CBC’s ‘The Goods’ use cutting-edge video walls in premiere season

The Canadian Broadcast Corporation’s newest talk show, “The Goods,” debuted last month with Steven Sabados, Jessi Cruickshank, Andrea Bain and Shahir Massoud.

Helping set the show’s design apart are unique video walls installed by Advanced with display technology by NEC.

Using NEC’s X555UNV, the set design features an angled 8×2 wall camera center, comprised of bezel-free monitors in portrait mode, a 6×1 display in a secondary area to the right and three single displays around the set.

“Once we were officially selected for the job by CBC, we installed the attention-grabbing set with cutting-edge NEC displays that are gorgeous, fully functional, and extremely engaging. They have really served as a staple on the show thus far,” said David Weatherhead, president of Advanced.
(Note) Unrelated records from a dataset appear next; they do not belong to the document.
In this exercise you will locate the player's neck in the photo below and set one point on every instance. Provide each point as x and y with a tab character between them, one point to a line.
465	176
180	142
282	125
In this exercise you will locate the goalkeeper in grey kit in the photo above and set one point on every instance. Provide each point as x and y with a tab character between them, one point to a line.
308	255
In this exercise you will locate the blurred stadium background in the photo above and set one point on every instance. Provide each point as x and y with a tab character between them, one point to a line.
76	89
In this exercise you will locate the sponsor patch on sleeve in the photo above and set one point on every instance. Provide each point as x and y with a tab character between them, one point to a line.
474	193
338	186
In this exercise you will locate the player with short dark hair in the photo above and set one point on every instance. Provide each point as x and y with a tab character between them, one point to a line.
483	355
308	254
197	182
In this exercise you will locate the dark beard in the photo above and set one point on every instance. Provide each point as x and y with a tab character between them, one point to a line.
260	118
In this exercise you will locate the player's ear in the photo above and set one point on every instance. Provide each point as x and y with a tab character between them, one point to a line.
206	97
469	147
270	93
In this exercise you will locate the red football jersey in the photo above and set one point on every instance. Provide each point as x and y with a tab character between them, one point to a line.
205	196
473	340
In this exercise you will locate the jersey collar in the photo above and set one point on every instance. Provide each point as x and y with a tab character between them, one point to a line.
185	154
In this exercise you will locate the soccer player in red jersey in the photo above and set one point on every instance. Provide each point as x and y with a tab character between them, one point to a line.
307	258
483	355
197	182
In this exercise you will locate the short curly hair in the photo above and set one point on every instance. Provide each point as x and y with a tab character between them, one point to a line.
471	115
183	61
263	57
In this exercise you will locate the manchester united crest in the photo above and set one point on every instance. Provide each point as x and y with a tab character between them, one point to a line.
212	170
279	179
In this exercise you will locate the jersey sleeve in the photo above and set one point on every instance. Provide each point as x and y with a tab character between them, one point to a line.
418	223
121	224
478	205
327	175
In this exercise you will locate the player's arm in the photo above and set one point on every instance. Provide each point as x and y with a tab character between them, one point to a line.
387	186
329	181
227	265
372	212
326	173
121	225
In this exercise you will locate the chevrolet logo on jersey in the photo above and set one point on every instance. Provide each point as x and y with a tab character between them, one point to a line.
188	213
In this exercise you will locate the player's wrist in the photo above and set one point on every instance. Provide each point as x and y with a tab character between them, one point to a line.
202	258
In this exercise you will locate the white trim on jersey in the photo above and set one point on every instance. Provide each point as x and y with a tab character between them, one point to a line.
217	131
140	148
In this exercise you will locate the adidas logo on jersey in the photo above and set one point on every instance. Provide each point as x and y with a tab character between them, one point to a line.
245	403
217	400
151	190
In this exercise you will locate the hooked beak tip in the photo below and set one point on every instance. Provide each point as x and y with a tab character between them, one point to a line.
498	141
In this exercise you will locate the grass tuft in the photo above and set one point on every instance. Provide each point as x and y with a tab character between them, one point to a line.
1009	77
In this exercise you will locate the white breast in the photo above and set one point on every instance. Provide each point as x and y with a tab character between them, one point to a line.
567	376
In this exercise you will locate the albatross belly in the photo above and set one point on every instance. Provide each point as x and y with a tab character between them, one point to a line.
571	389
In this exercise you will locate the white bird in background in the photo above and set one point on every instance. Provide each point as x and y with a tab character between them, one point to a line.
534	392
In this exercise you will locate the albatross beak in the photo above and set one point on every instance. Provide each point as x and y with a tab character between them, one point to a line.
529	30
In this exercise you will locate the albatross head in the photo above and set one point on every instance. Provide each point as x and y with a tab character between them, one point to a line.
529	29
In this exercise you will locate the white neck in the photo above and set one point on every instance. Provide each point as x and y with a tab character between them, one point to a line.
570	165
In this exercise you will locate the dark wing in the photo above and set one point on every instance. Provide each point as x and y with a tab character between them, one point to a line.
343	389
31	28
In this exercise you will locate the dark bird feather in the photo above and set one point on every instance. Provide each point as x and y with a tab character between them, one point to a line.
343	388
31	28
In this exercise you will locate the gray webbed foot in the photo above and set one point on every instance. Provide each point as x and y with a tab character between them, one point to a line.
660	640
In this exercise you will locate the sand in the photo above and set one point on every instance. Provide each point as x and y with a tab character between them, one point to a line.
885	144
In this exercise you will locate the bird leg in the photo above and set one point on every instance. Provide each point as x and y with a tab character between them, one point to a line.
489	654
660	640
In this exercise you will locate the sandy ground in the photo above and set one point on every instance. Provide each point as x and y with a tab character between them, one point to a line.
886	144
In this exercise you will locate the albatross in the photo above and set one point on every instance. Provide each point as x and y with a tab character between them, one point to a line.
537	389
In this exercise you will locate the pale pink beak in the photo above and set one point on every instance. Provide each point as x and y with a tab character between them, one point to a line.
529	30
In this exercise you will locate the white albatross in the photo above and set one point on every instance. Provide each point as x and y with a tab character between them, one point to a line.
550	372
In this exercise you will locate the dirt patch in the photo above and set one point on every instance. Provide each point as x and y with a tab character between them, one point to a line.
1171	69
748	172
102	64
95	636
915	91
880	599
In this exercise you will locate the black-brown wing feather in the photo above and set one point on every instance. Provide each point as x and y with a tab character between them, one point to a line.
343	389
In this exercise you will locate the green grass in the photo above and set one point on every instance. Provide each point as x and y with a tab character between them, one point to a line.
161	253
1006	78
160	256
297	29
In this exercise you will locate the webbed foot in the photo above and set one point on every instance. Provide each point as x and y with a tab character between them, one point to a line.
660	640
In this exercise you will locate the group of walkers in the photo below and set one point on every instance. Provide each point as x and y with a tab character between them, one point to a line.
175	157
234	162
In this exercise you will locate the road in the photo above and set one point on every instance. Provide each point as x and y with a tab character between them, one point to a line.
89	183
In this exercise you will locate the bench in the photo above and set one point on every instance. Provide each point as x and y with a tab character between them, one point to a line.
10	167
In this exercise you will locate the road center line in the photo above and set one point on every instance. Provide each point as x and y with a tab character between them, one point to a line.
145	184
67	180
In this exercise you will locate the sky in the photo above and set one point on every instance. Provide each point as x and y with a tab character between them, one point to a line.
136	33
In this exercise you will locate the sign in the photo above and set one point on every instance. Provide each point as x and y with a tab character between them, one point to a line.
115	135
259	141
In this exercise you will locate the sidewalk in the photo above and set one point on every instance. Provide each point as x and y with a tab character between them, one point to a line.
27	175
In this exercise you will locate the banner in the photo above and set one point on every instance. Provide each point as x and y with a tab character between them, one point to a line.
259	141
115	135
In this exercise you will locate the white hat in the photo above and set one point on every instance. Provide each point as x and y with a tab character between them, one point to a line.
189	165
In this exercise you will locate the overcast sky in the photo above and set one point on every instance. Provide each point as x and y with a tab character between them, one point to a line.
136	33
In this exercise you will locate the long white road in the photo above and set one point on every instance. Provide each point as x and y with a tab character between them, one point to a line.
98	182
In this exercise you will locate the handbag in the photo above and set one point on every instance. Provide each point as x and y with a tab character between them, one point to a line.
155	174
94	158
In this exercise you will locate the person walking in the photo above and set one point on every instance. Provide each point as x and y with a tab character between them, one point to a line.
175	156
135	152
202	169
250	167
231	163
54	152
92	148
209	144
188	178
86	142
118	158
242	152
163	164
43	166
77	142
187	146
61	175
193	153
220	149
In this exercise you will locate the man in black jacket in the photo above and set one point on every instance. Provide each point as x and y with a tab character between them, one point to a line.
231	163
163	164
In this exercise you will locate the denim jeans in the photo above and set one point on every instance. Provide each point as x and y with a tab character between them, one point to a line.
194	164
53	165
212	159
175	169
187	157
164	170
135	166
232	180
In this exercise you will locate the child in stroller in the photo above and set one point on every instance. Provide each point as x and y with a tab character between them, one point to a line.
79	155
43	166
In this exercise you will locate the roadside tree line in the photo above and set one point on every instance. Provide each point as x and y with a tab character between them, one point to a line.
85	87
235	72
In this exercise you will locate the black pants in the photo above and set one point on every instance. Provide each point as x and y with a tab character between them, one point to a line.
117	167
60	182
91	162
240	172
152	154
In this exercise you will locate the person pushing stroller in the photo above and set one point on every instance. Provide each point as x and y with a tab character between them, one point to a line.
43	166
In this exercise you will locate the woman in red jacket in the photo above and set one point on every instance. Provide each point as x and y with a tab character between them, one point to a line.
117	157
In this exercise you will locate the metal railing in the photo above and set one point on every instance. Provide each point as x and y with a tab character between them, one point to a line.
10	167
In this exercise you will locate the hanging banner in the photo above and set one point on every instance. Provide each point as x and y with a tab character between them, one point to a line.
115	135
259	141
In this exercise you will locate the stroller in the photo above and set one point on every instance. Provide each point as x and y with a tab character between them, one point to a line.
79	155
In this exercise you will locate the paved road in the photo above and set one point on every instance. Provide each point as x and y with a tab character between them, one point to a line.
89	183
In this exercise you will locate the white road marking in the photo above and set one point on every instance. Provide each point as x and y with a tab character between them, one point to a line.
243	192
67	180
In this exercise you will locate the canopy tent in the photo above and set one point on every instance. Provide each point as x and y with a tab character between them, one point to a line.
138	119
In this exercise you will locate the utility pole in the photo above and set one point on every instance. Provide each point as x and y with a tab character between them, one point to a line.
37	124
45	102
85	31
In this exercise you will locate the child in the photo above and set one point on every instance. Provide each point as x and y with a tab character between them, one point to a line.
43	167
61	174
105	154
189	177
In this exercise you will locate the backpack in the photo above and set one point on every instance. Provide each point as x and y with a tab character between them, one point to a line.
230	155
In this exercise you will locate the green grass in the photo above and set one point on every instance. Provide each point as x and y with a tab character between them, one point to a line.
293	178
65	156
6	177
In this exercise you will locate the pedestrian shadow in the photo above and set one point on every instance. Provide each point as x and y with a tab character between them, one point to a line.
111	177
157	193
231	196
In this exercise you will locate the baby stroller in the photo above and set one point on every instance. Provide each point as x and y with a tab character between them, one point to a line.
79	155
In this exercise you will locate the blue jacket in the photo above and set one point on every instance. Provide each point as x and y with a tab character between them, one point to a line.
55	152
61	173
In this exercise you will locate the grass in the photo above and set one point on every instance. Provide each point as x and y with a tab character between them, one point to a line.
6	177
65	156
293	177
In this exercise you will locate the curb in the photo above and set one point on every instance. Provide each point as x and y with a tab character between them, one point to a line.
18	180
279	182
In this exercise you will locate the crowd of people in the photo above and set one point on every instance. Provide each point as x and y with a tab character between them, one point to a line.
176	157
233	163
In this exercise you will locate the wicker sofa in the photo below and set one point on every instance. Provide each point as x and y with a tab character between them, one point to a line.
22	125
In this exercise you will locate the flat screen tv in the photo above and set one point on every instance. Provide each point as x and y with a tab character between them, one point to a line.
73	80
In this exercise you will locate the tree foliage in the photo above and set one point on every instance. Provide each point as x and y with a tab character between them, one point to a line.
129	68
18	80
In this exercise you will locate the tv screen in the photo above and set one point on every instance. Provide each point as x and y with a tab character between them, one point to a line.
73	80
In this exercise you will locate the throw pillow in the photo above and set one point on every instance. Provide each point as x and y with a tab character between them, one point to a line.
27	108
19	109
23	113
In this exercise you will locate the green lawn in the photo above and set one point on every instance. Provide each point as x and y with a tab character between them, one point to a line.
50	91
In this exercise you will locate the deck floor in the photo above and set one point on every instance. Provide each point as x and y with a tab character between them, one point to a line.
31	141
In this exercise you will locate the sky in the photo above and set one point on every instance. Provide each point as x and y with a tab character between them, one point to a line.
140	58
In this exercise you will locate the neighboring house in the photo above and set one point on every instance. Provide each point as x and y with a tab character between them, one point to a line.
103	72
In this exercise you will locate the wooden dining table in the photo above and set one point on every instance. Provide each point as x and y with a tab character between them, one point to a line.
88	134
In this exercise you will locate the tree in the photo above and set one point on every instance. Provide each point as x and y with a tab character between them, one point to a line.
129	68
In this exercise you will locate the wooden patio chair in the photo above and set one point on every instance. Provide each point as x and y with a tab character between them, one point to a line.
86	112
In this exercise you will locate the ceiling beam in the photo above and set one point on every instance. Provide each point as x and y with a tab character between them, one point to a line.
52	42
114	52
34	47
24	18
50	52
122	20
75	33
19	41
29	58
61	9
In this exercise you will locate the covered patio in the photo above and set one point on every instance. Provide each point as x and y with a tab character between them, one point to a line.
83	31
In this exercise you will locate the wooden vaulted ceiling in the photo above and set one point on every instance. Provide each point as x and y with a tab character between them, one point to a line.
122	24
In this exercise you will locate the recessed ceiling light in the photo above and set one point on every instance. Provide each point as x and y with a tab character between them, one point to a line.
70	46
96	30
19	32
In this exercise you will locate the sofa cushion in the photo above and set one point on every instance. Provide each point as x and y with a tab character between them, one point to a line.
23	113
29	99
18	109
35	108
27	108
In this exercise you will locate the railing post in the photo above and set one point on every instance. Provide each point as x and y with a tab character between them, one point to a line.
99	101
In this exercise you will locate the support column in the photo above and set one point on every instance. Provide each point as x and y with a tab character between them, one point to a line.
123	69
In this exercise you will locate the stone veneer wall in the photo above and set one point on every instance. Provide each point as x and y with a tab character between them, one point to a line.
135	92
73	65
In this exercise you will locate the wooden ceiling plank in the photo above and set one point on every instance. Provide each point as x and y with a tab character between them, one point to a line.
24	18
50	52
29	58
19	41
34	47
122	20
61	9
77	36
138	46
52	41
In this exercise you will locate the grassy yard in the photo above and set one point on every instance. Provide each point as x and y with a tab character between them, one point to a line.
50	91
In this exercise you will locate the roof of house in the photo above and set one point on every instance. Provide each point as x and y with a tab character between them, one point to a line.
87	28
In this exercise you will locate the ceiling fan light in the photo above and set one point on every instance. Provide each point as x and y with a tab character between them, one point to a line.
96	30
Helping drive the on-set technology decision was the need for clarity, image and color uniformity and the need for high resolution output. As well, it was necessary for the studio cameras to capture the displays at tight angles without a moiré effect.

“The latest generation of NEC displays are really advanced, especially for this particular application,” said Kevin Linton, VP of engineering at Advanced. “There is absolutely no moiré effect when filming these displays. Between the color formatting, the narrow bezels, and the high resolution, we knew that NEC’s X555UNV panels would be ideal for the show.”

To help speed along installation, Advanced’s custom designed and fabricated mounting system was used, which was developed with studio environments in mind.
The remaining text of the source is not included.